2005 Salt Lake City Annual Meeting (October 16–19, 2005)

Paper No. 5
Presentation Time: 2:40 PM

KEY STEPS IN DEVELOPMENT OF THE CONCEPT OF A METAMORPHIC CORE COMPLEX: A VIEW FROM THE “ARIZONA SCHOOL” OF THOUGHT


REYNOLDS, Stephen J., Dept. of Geological Sciences, Arizona State University, Tempe, AZ 85287-1404, sreynolds@asu.edu

Development of the conceptual entity known as a metamorphic core complex arose in the 1970's as geologists working in different parts of the North American Cordillera realized that certain, dome-shaped mountains shared a similar assemblage of rocks and structures. Peter Coney first recognized these mountains ranges as something special and applied the core-complex term to the many similar mountain ranges discovered from Canada to Mexico. His interest in these mountains had been kindled by students of Peter Misch and by Richard Armstrong, who documented some unusually metamorphosed Paleozoic rocks in eastern Nevada. On a field trip to the Catalina and Rincon Mountains of southern Arizona, Peter (Coney) was immediately impressed by how similar the exposed rocks and structures were to those in eastern Nevada. Together with George Davis and others at the University of Arizona, Peter developed the idea that all these mountains represented a new kind of structural feature. Work by Tom Anderson in Mexico, Rehrig and Reynolds in Arizona and the Pacific Northwest, Greg Davis and his students in California, and Peter's Canadian colleagues greatly increased the number of known core complexes.

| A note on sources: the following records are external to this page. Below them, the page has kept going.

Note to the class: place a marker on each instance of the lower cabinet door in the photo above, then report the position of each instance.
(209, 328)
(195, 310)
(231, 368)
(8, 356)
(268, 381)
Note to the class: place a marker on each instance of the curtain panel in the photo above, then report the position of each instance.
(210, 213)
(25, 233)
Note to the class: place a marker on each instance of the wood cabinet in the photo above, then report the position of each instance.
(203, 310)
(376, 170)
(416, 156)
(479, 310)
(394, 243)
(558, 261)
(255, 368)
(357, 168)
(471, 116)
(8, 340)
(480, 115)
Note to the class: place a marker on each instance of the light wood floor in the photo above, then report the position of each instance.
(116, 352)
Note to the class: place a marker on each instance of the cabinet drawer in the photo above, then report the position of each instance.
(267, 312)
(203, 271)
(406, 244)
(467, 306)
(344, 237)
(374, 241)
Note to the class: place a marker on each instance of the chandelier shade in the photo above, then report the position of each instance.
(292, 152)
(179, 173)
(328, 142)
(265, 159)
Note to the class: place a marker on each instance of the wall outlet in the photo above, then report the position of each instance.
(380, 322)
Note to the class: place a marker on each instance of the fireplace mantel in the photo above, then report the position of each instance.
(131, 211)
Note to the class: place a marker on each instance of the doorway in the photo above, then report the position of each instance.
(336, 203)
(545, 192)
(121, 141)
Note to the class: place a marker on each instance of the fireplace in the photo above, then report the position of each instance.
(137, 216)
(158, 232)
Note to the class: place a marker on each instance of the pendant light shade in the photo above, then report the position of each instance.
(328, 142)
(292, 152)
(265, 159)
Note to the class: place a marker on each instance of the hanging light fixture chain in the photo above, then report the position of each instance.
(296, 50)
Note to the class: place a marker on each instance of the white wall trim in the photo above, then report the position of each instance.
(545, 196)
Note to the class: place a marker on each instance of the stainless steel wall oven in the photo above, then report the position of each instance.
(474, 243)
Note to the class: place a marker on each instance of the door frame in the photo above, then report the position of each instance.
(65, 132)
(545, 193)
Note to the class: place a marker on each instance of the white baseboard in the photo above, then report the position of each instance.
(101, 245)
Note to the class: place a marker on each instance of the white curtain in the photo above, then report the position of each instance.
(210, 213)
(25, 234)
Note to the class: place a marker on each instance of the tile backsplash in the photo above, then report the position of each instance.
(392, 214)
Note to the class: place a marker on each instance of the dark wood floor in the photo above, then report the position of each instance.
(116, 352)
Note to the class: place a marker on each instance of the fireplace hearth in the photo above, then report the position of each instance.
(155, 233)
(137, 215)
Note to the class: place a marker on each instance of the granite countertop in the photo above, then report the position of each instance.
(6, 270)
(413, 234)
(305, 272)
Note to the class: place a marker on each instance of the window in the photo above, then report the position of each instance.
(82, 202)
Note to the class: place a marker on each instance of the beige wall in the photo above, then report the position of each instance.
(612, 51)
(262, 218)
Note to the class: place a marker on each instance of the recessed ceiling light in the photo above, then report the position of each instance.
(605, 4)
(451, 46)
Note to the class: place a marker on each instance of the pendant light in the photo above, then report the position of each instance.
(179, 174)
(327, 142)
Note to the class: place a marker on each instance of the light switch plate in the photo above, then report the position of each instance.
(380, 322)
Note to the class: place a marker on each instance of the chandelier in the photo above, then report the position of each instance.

A key step was determining that mylonitic fabrics and uplift of the ranges were mid-Tertiary, not older. These mid-Tertiary ages came, in rapid succession, from the South Mountains and Catalina Mountains of Arizona and the Raft River – Grouse Creek mountains of northern Utah. Holdouts for older ages for the mylonites gradually acquiesced as U-Pb dates accumulated. The next step was in constraining the kinematic significance of the characteristic core-complex mylonites and associated brittle detachment fault. George Davis and his students documented that the mylonitic deformation was formed by stretching parallel to the lineation, as opposed to thrusting (the prevailing view). The next breakthrough came on a GSA Penrose field trip to the Palm Springs area, where within 30 seconds of exiting the buses at the first stop, Gordon Lister, Carol Simpson, and their European colleagues stunned the Cordilleran crowd, literally, by being able to interpret the sense of shear in the mylonitic rocks. In the field! Quickly! This led to documentation of a normal-sense shear for the mylonites, which could be tied to extreme upper-plate extension documented in Nevada by John Proffitt and by Ernie Anderson.